CATS-Oct-30-2015
Title
Two Faces of Algorithm Design: Optimization and Learning
Speaker
Manish Purohit
Abstract
Traditionally, algorithm designers have been interested in optimization problems where one assumes that the provided data is sacrosanct and correct. Given a specified problem, the goal is to design an algorithm that yields a good solution to any instance of the problem. On the other hand, the rise of machine learning presents an algorithm designer with new challenges. Abstractly, a prediction problem can be described as follows - One is given a problem instance and a large number of experts (i.e. features) who present their opinions as corresponding solutions. The learning goal is to determine the "faithful" experts who consistently give good solutions. In other words, at the training step, one is required to update their belief (weight) in the experts by looking a problem instance as well as the desired solution.
In this talk, I'll present some of my work on both of these aspects of algorithm design. The first part of the talk focuses on a natural optimization problem that arises in the context of job scheduling with soft precedence constraints. We formalize this scheduling problem as the Max-k-Ordering problem that naturally generalizes two of the most well studied problems on directed graphs - Max Directed Cut and Max Acyclic Subgraph. We develop a tight 2-approximation algorithm for the problem for all k by rounding the natural LP-relaxation.

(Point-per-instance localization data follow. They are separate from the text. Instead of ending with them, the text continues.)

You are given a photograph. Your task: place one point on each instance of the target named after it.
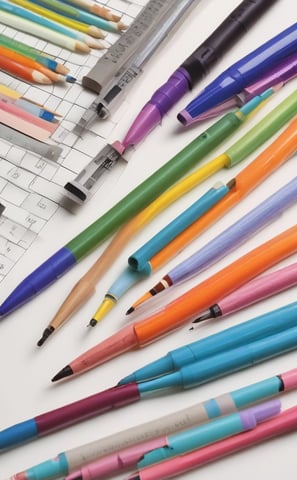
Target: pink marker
(285, 422)
(254, 291)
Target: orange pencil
(28, 62)
(25, 73)
(196, 300)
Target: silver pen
(112, 93)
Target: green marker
(133, 203)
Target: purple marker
(279, 75)
(195, 67)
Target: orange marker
(187, 306)
(268, 161)
(198, 299)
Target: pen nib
(47, 332)
(65, 372)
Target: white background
(25, 370)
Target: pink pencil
(284, 423)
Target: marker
(130, 276)
(140, 262)
(70, 460)
(124, 210)
(254, 291)
(138, 334)
(238, 152)
(284, 423)
(100, 108)
(266, 163)
(178, 443)
(230, 238)
(195, 67)
(241, 74)
(285, 71)
(176, 369)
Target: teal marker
(139, 198)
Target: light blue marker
(211, 432)
(259, 327)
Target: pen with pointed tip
(241, 74)
(195, 67)
(243, 183)
(189, 439)
(128, 207)
(185, 307)
(284, 423)
(253, 139)
(196, 414)
(254, 291)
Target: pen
(258, 329)
(197, 437)
(47, 19)
(241, 74)
(81, 15)
(140, 264)
(67, 26)
(138, 334)
(285, 71)
(194, 68)
(31, 52)
(133, 67)
(70, 460)
(282, 424)
(254, 291)
(253, 139)
(220, 363)
(130, 276)
(95, 8)
(178, 443)
(24, 25)
(124, 210)
(270, 159)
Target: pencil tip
(47, 332)
(65, 372)
(92, 323)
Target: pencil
(28, 62)
(74, 13)
(21, 71)
(75, 28)
(33, 53)
(26, 26)
(94, 8)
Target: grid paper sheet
(31, 188)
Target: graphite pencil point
(47, 332)
(65, 372)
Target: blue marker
(139, 263)
(204, 371)
(225, 404)
(246, 332)
(241, 74)
(211, 432)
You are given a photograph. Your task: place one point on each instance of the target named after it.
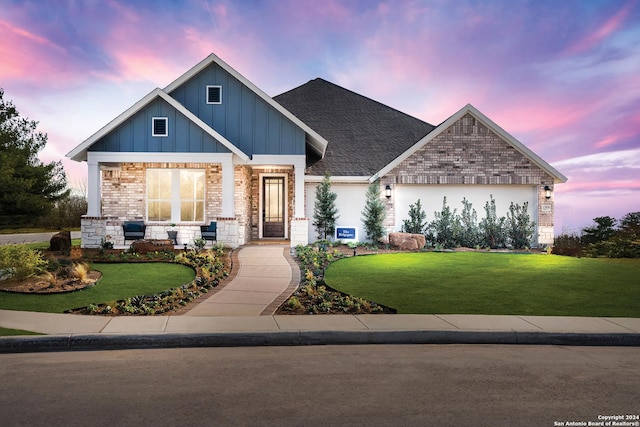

The second part of the talk focuses on the structured prediction problem referred to above. We extend the online large-margin training algorithm (MIRA) developed by Crammer et al (2006) in the context of multiclass prediction to learning structured prediction models. We show that for a large class of structured prediction problems, one can formulate the online learning problem as an inverse optimization problem with a margin. Further, these inverse optimization problems can be solved efficiently using polynomial sized convex programs.